He showed me a newspaper article with a picture of my father above it. He said Dad had hired private experts to mount a search for me. I asked if I could read the article, but Cyrus refused.

”You just keep cool,“ he said. ”Pretty soon the jury’s gonna convict the doc, and you can go home to your little girl.“

I peered into his eyes, searching for deception. ”Why wouldn’t I be a fool to believe that?“

Cyrus grinned. ”Good question. But you got people on your side you don’t even know about.“

”What do you mean?“

”Let’s just say the word’s out in the community that I might have you. And I’m hearing things about making sure you don’t get hurt. Del Payton’s widow’s making some noise, for one.“

Althea Payton is the widow of the factory worker whose murder I solved five years ago. In the matrix of Natchez society, she’s the equivalent of Coretta Scott King.

”Then there’s the preacher of Mandamus Baptist,“ Cyrus goes on, ”where your maid went to church. Quentin Avery’s put in his two cents’ worth. And then there’s your daddy’s patients, which seems to be about half the black people in this town.“

This gave me some real hope. ”What about Shad Johnson?“

Cyrus laughed hard at that. ”I think he’d be fine if you didn’t make it.“

I laughed with him, trying to foster some sense of comradeship. Cyrus might be a monster when it came to his business, but he seemed sincere about letting me go. If he wasn’t, why hadn’t he killed me the first day? My best strategy was to wait out Drew’s trial and do nothing to upset my captor.

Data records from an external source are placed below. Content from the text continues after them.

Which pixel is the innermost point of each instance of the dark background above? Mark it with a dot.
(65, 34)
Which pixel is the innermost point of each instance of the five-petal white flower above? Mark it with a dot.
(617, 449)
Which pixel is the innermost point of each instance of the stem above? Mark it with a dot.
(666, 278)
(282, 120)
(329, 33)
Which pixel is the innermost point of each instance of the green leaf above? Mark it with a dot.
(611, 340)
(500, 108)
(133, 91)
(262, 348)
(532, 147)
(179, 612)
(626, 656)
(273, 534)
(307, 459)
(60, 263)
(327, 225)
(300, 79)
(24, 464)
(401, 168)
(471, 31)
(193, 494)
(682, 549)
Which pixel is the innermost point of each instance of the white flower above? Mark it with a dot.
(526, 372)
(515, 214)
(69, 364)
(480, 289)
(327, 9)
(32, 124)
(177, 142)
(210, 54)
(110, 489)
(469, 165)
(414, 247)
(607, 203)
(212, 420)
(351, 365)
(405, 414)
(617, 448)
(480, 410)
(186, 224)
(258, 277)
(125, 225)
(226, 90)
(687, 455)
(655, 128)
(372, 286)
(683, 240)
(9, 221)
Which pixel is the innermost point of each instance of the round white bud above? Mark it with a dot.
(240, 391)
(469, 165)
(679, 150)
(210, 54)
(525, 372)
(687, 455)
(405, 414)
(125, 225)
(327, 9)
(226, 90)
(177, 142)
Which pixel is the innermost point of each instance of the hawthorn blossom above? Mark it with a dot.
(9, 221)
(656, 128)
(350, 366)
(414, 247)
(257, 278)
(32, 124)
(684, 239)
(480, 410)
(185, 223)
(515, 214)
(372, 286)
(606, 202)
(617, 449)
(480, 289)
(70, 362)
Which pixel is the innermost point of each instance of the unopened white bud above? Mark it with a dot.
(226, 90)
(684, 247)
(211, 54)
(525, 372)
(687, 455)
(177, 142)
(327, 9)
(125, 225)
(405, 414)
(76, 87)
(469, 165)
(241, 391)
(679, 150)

Drew and Quentin would have to make it on their own.

As always, when the effects of the heroin began to fade, manic anxiety began building in my mind. But Blue returned and injected me again, and again I felt content to wait out my term in the wilderness.

Soon, Cyrus and Blue left to ”make a run somewhere,“ as they often did when I was on the nod, so I decided to make a trip to the restroom. I threw off the top half of my sleeping bag and forced myself to get up. I told my feet to walk, but they refused. They were asleep. I stood there for a while, waiting for my circulation to normalize. Then I tried to walk again. No progress. I looked down at my feet. They looked strange. They were the wrong color. Almost blue, really—especially the toes. I reached out for the wall to stabilize myself, then slowly rose up and down on my toes. After about a minute of this, the feeling slowly returned to my feet. As my toes woke up, the blue faded away.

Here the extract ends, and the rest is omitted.